Mercado livre de energia ganha força entre as empresas
Redução de Custos
Após gerar uma economia recorde de R$ 48 bilhões nos
gastos com energia elétrica em 2023, o mercado livre de energia entra em uma
nova fase neste ano, com a abertura para consumidores de energia em média e
alta tensão - que têm demanda menor que 500 kW (kilowatts). "Com isso, todo
consumidor do mercado B2B que têm conta acima de R$ 6 mil passa a estar
habilitado para comprar no mercado livre de energia, deduzindo-se que ele está
ligado em média e alta tensão", explica Cláudio Ribeiro, CEO da comercializadora
de energia 2W Ecobank, em entrevista ao Jornal Giro News. Neste mercado, o
cliente pode selecionar e contratar o serviço diretamente da empresa geradora
de energia. Antes dessa nova etapa, apenas grandes empresas, com demanda maior
que 500 kW, podiam fazer a migração. Entre elas, estão Ambev, Gerdau, Vale e
Petrobras.
Adesão Crescente
Apenas neste mês, duas empresas ligadas ao canal
alimentar anunciaram investimentos no mercado livre de energia. De um lado, o
atacarejo Mart Minas firmou um acordo para autoprodução de energia, que
abastecerá 62 lojas em Minas Gerais, além de 19 unidades do Dom Atacadista no
Rio de Janeiro. E do outro lado, a Pátria Investimentos, que tem avançado no
segmento alimentar com aquisições de redes como Atakadão Atakarejo e Avenida
Supermercados, anunciou a criação de uma empresa voltada à comercialização de energia.
Segundo Cláudio, a tendência é que este mercado continue crescendo de forma
acelerada. "Houve um salto nos últimos dois meses. Foram 13 mil unidades
consumidoras pedindo para migrar para o mercado livre de energia. Antes, eram
de mil a 2 mil solicitações por mês", destaca.
Vantagens e Desafios
Para o executivo, além da busca por economia, esse
movimento faz parte de uma estratégia de atender as demandas dos consumidores,
que querem se relacionar com empresas que se posicionam como ambientalmente
corretas. "Os benefícios desse mercado são poder abrir o negócio para
competição, comprar o fornecimento de quem quiser e saber a fonte de energia
que está comprando. As empresas podem ter certificado de procedência e custo
menor, além de fazer um gerenciamento melhor do custo de energia", explica
Cláudio.

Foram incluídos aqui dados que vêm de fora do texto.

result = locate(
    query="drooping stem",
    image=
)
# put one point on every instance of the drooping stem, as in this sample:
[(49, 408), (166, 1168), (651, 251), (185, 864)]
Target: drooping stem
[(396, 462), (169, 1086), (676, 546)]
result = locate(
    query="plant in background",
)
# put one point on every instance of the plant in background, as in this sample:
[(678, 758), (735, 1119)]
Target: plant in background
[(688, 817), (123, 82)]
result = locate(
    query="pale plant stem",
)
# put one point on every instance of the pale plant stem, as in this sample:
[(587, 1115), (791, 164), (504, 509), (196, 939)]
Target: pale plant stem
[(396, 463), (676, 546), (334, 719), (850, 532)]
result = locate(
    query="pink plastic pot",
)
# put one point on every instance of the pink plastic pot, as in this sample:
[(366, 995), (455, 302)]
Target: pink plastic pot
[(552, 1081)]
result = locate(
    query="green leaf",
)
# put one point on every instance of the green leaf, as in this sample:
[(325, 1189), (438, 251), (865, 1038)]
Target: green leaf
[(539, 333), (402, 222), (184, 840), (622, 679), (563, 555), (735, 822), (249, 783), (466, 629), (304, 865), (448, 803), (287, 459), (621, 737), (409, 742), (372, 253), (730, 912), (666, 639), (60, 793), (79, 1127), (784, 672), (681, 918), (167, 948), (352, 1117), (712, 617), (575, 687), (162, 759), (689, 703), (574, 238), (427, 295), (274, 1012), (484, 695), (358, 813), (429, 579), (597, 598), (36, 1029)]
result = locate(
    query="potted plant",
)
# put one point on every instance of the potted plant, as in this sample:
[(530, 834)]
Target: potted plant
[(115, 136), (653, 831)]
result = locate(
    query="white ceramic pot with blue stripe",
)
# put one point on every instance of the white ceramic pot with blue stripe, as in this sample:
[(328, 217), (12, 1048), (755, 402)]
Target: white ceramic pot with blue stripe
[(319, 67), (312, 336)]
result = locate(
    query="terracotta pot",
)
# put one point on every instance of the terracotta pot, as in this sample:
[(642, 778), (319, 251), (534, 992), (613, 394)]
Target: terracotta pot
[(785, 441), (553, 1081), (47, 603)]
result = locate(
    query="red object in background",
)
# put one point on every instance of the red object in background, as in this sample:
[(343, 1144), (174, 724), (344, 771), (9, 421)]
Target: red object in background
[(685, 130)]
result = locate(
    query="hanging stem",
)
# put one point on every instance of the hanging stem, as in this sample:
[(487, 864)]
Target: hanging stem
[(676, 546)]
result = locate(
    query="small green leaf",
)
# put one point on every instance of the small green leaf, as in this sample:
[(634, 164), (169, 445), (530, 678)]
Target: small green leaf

Para driblar os desafios de falta de informação no atendimento a
empresas menores, as comercializadoras estão investindo para simplificar os
processos e oferecer conveniência aos novos clientes.
Potencial de Crescimento
Dados da Abraceel (Associação Brasileira dos
Comercializadores de Energia) apontam que, atualmente, o mercado livre de
energia elétrica brasileiro conta com pouco mais de 40 mil unidades
consumidoras, número que representa 0,04% do total de 89 milhões de unidades
consumidoras de energia no país. Para o CEO da 2W Ecobank, o crescimento deste
mercado permitirá que os consumidores se tornem cada vez mais livres e estejam
no centro das decisões. "O mercado livre de energia abre espaço para competição
e é bom para a sociedade, pela disseminação do uso de energia renovável. Também
é uma forma de baratear o custo da energia para o consumidor brasileiro, como
acontece em todos os países desenvolvidos. As empresas precisam aproveitar
rapidamente", conclui Cláudio. Já para os consumidores residenciais, a
expectativa é que a migração seja liberada em cerca de 10 anos.